I met Bill Amatneek many years ago at Keele. He was a graduate research student on loan from Penn State University, and an awe-inspiring Bluegrass banjo-picker. I was in my final year. Both of us were active members of the Keele Folk Club. Happy memories!

When he returned to the States Bill didn’t pursue an academic career, and by some miracle he didn’t get sent to Vietnam. Instead, he played string bass. He’s still playing.

A couple of years ago Bill got in touch with me out of the blue. He was preparing an expanded second edition of his book Acoustic Stories, and over the course of several months and several hundred e-mails we renewed our acquaintance and discussed matters of typography and layout.
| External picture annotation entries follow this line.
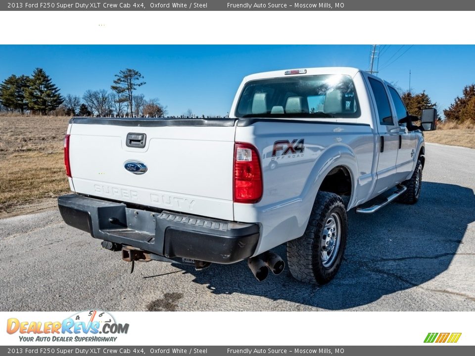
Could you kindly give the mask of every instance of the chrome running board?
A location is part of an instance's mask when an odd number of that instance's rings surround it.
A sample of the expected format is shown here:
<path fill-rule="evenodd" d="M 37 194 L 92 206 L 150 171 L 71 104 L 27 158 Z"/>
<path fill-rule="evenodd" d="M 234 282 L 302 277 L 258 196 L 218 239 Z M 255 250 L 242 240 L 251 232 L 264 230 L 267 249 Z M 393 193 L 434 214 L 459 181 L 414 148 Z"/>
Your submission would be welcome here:
<path fill-rule="evenodd" d="M 358 214 L 373 214 L 388 204 L 407 190 L 407 187 L 402 184 L 399 184 L 396 187 L 397 188 L 396 191 L 387 197 L 384 201 L 375 204 L 369 208 L 357 208 L 356 212 Z"/>

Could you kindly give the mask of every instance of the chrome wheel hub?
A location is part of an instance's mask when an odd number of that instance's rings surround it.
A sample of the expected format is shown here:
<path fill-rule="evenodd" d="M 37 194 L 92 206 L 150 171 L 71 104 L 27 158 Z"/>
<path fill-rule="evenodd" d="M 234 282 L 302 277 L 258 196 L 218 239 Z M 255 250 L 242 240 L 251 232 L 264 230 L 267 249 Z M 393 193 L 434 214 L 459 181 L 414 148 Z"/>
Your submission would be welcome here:
<path fill-rule="evenodd" d="M 324 267 L 330 267 L 338 255 L 341 239 L 341 223 L 336 213 L 327 220 L 322 236 L 322 262 Z"/>

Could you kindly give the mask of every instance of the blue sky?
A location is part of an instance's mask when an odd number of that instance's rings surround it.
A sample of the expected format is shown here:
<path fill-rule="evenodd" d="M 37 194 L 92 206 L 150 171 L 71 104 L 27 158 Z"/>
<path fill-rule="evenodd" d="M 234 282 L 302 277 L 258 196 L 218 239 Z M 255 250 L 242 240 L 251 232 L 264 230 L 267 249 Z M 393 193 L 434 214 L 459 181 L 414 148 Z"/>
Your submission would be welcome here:
<path fill-rule="evenodd" d="M 110 89 L 126 68 L 141 72 L 139 88 L 158 97 L 169 113 L 226 115 L 242 77 L 258 72 L 332 66 L 368 69 L 371 46 L 362 45 L 0 45 L 0 81 L 46 71 L 64 95 Z M 446 108 L 475 83 L 475 45 L 381 45 L 379 76 L 406 89 L 425 89 Z"/>

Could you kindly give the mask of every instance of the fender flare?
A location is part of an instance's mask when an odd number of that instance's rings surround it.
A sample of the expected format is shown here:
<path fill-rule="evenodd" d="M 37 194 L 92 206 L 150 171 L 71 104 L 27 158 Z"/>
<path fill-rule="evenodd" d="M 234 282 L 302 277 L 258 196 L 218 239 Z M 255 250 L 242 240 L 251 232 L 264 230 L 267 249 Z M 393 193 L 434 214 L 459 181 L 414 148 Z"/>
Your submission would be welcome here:
<path fill-rule="evenodd" d="M 313 198 L 312 202 L 314 202 L 323 180 L 332 170 L 338 167 L 345 168 L 350 174 L 351 195 L 348 206 L 352 206 L 356 199 L 355 193 L 357 183 L 356 174 L 359 171 L 356 156 L 353 150 L 346 145 L 332 145 L 329 146 L 320 154 L 309 175 L 301 196 L 311 197 Z"/>

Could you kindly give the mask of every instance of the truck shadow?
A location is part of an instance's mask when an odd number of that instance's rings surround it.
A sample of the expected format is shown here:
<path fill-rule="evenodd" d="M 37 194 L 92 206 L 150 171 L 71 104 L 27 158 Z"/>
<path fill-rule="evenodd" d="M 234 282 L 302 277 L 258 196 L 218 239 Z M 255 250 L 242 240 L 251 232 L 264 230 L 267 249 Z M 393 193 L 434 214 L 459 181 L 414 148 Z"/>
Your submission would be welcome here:
<path fill-rule="evenodd" d="M 393 203 L 368 216 L 357 215 L 353 209 L 348 220 L 345 261 L 335 278 L 325 286 L 296 281 L 286 267 L 281 275 L 271 275 L 259 283 L 245 261 L 201 271 L 185 269 L 195 283 L 207 285 L 215 294 L 260 296 L 270 302 L 285 300 L 331 310 L 364 306 L 445 271 L 464 243 L 467 225 L 475 221 L 475 196 L 469 188 L 424 182 L 415 205 Z M 285 246 L 274 251 L 285 259 Z M 255 310 L 252 305 L 241 307 Z M 270 305 L 269 309 L 279 307 Z"/>

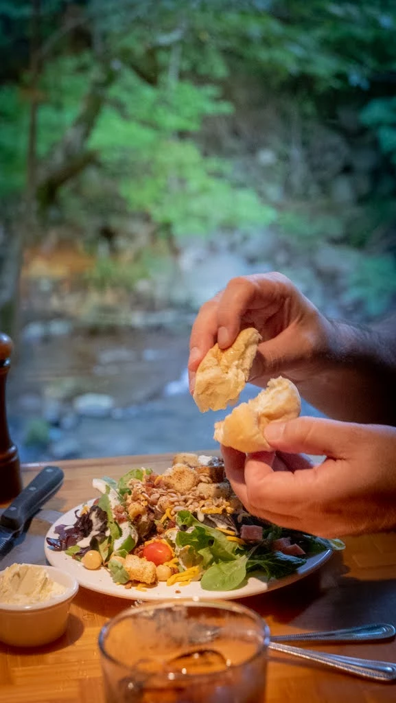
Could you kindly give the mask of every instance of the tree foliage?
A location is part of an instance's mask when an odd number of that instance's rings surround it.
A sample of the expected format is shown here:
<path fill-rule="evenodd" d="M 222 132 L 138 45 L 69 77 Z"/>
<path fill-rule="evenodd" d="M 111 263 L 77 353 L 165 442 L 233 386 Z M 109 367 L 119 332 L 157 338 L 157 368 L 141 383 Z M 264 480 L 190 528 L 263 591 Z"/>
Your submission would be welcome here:
<path fill-rule="evenodd" d="M 275 221 L 302 245 L 338 237 L 336 215 L 277 211 L 205 149 L 236 75 L 285 95 L 290 119 L 357 105 L 394 193 L 393 0 L 0 0 L 0 197 L 23 197 L 30 154 L 44 219 L 89 231 L 135 213 L 177 240 Z"/>

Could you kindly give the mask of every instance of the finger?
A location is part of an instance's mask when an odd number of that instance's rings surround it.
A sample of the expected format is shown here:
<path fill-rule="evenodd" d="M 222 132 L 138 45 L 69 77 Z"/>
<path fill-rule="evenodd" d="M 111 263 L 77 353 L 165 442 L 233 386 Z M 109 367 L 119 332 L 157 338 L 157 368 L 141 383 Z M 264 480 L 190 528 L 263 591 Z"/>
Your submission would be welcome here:
<path fill-rule="evenodd" d="M 273 315 L 281 304 L 282 295 L 284 297 L 284 288 L 283 277 L 277 273 L 232 278 L 219 302 L 219 346 L 225 349 L 233 344 L 248 311 L 260 309 L 260 323 Z"/>
<path fill-rule="evenodd" d="M 222 455 L 224 460 L 226 476 L 234 494 L 245 505 L 247 500 L 244 474 L 245 455 L 224 445 L 222 445 Z"/>
<path fill-rule="evenodd" d="M 274 449 L 336 458 L 350 458 L 362 441 L 362 425 L 320 418 L 297 418 L 287 423 L 271 423 L 265 439 Z"/>
<path fill-rule="evenodd" d="M 190 335 L 190 355 L 187 368 L 190 393 L 193 393 L 196 370 L 217 336 L 217 302 L 216 298 L 202 306 Z"/>
<path fill-rule="evenodd" d="M 301 471 L 305 469 L 312 469 L 314 465 L 307 456 L 302 454 L 288 454 L 286 452 L 277 451 L 276 458 L 285 465 L 288 471 Z"/>

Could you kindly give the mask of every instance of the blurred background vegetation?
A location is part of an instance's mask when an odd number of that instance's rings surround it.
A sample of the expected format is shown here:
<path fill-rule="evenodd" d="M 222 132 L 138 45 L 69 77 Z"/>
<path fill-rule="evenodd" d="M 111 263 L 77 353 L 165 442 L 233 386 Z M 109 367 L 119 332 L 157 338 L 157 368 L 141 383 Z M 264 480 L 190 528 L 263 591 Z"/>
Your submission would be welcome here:
<path fill-rule="evenodd" d="M 195 311 L 234 276 L 281 271 L 333 316 L 390 309 L 395 32 L 393 0 L 0 0 L 0 328 L 20 340 L 21 442 L 176 402 Z"/>

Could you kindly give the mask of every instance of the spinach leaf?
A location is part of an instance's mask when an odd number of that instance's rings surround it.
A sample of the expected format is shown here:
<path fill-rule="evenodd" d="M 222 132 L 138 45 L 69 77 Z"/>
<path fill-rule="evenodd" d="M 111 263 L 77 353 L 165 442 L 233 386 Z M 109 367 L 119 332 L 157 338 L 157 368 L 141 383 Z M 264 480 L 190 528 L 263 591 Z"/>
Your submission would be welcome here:
<path fill-rule="evenodd" d="M 203 574 L 200 585 L 205 591 L 232 591 L 237 588 L 246 577 L 248 555 L 244 554 L 232 562 L 213 564 Z"/>
<path fill-rule="evenodd" d="M 129 581 L 128 572 L 117 559 L 110 559 L 108 567 L 115 583 L 127 583 Z"/>
<path fill-rule="evenodd" d="M 65 554 L 68 554 L 68 556 L 72 557 L 75 554 L 77 554 L 77 552 L 79 552 L 80 549 L 81 547 L 79 547 L 78 544 L 74 544 L 72 547 L 68 547 L 68 548 L 65 550 Z M 78 559 L 79 561 L 81 561 L 81 557 L 76 557 L 76 558 Z"/>
<path fill-rule="evenodd" d="M 118 481 L 117 490 L 120 496 L 124 496 L 126 493 L 131 493 L 131 489 L 128 486 L 131 479 L 138 479 L 142 481 L 144 476 L 149 476 L 152 474 L 151 469 L 131 469 L 127 473 L 124 474 Z"/>
<path fill-rule="evenodd" d="M 118 538 L 121 536 L 121 528 L 113 517 L 113 510 L 111 509 L 108 496 L 106 494 L 103 494 L 101 496 L 98 502 L 98 505 L 99 508 L 101 508 L 102 510 L 104 510 L 107 515 L 108 527 L 110 530 L 110 535 L 112 541 L 114 542 L 116 539 L 118 539 Z"/>
<path fill-rule="evenodd" d="M 181 549 L 187 548 L 193 550 L 195 554 L 200 557 L 200 562 L 204 569 L 209 567 L 214 561 L 212 545 L 212 536 L 200 526 L 194 527 L 191 532 L 180 531 L 176 536 L 176 546 Z"/>
<path fill-rule="evenodd" d="M 250 556 L 247 564 L 248 572 L 258 571 L 267 579 L 281 579 L 293 574 L 307 561 L 306 557 L 295 557 L 283 552 L 267 552 Z"/>
<path fill-rule="evenodd" d="M 92 539 L 91 548 L 96 549 L 96 551 L 99 553 L 101 557 L 102 557 L 102 561 L 103 563 L 106 563 L 111 554 L 111 538 L 105 537 L 104 538 L 100 539 L 98 537 L 94 537 Z"/>
<path fill-rule="evenodd" d="M 187 527 L 195 527 L 191 532 L 179 531 L 177 533 L 176 543 L 178 540 L 183 540 L 183 545 L 190 544 L 193 549 L 210 550 L 213 560 L 215 562 L 229 562 L 237 559 L 241 553 L 241 549 L 236 542 L 230 542 L 222 532 L 215 527 L 208 527 L 203 524 L 189 512 L 180 510 L 176 517 L 178 527 L 186 525 Z M 198 531 L 196 532 L 196 530 Z M 181 537 L 181 535 L 186 536 Z M 181 546 L 181 545 L 180 545 Z"/>

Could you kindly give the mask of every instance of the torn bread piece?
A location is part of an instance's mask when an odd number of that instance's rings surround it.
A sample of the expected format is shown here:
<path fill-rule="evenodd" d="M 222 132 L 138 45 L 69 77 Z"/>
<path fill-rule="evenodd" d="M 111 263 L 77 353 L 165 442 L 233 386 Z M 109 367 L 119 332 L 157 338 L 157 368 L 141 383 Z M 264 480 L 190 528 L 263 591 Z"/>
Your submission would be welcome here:
<path fill-rule="evenodd" d="M 201 413 L 224 410 L 238 401 L 245 387 L 261 336 L 253 327 L 240 332 L 226 349 L 217 343 L 200 362 L 196 376 L 193 399 Z"/>
<path fill-rule="evenodd" d="M 272 378 L 265 390 L 215 423 L 214 439 L 246 454 L 268 451 L 271 447 L 264 437 L 267 425 L 298 418 L 300 411 L 301 399 L 294 384 L 282 376 Z"/>

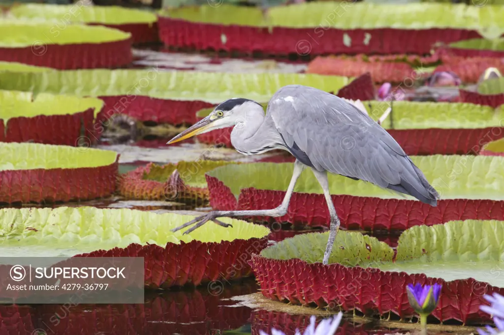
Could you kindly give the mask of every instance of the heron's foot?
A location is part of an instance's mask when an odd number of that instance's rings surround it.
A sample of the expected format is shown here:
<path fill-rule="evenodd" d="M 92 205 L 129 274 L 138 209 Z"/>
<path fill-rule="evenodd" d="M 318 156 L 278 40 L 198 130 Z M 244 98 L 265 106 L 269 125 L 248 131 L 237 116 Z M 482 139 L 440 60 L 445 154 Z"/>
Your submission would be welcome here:
<path fill-rule="evenodd" d="M 228 227 L 233 226 L 232 225 L 230 224 L 229 223 L 225 223 L 221 221 L 217 220 L 217 218 L 218 217 L 218 216 L 219 216 L 217 215 L 217 214 L 215 212 L 210 212 L 210 213 L 208 213 L 205 215 L 200 215 L 200 216 L 195 218 L 194 220 L 192 220 L 188 222 L 186 222 L 185 223 L 184 223 L 183 224 L 181 225 L 178 227 L 177 227 L 176 228 L 172 229 L 171 231 L 173 231 L 173 232 L 175 232 L 175 231 L 180 230 L 181 229 L 183 229 L 184 228 L 185 228 L 186 227 L 188 227 L 191 225 L 194 224 L 194 226 L 191 227 L 191 228 L 190 228 L 184 232 L 183 234 L 185 235 L 185 234 L 188 234 L 192 231 L 194 231 L 195 229 L 197 229 L 200 227 L 201 227 L 202 225 L 203 225 L 204 224 L 205 224 L 209 221 L 213 221 L 215 223 L 218 224 L 219 226 L 224 227 L 224 228 L 227 228 Z"/>

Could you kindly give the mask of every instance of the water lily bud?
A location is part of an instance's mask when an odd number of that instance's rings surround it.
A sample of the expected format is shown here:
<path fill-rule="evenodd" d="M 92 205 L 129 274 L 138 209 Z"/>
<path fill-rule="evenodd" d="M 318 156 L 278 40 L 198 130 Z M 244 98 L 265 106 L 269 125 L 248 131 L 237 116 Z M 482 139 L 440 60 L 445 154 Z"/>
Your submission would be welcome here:
<path fill-rule="evenodd" d="M 441 293 L 441 285 L 434 284 L 422 286 L 417 284 L 413 286 L 410 284 L 407 291 L 410 305 L 421 316 L 426 317 L 432 312 L 437 305 Z"/>

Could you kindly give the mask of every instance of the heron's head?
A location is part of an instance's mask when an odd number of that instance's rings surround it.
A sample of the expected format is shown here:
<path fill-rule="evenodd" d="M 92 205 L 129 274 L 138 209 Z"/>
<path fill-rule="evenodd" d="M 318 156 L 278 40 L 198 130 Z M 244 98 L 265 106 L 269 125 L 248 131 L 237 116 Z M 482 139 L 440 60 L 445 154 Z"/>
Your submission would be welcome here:
<path fill-rule="evenodd" d="M 167 143 L 171 144 L 190 137 L 215 129 L 232 127 L 247 118 L 246 112 L 260 110 L 264 113 L 261 104 L 249 99 L 236 98 L 226 100 L 215 107 L 207 117 L 182 132 Z"/>

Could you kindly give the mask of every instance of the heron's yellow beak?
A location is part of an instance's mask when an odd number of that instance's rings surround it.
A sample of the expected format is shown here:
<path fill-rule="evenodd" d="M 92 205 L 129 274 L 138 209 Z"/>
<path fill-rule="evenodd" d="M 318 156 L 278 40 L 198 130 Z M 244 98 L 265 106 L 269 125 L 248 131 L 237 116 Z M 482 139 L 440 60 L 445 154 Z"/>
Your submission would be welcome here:
<path fill-rule="evenodd" d="M 182 141 L 186 138 L 192 137 L 195 135 L 202 133 L 210 127 L 209 125 L 212 123 L 212 121 L 210 120 L 210 117 L 207 116 L 172 138 L 166 144 L 171 144 L 172 143 Z"/>

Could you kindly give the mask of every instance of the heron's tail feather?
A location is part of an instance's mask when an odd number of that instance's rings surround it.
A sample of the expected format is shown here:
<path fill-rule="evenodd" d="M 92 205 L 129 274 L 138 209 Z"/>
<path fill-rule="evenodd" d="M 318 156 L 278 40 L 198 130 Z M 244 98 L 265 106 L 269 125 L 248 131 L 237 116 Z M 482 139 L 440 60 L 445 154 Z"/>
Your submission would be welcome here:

Bill has made his living as a musician and story-teller in the oral tradition, and these stories are written in an engaging informal style, just as he might tell them round a camp-fire.

Bill’s book has just been short-listed by Foreword Review as one of the Book of the Year finalists in the Performing Arts and Music category.


Acoustic Stories


In these pages we meet some of the great names in American folk music: Peter, Paul and Mary, Bill Monroe, Pete Seeger, Bob Dylan, Jerry Garcia and Mimi Farina are some of them, along with  groupies and war veterans and many other memorable characters, including George Dubya.

I love these stories and the conversational way Bill tells them. It’s as if he and I have met by chance, on a train perhaps, and somehow got talking of our lives. I can almost hear his voice as I read. He brings the characters to life economically, with just enough detail, and gives them space to speak for themselves. His intuitive interview style has been honed by years of writing for Rolling Stone. He asks thoughtful and insightful questions and (for the most part) gets answers that would not be given to just anyone. The author is very seldom centre-stage, always respectful, never boastful, yet his musical knowledge and sense of humour shine through on every page. He notices things. He’s interested. He does the research. He lets slip just enough about himself to make me want to know more. This is in a different league altogether from most musical memoirs.

It’s available from Vineyards Press.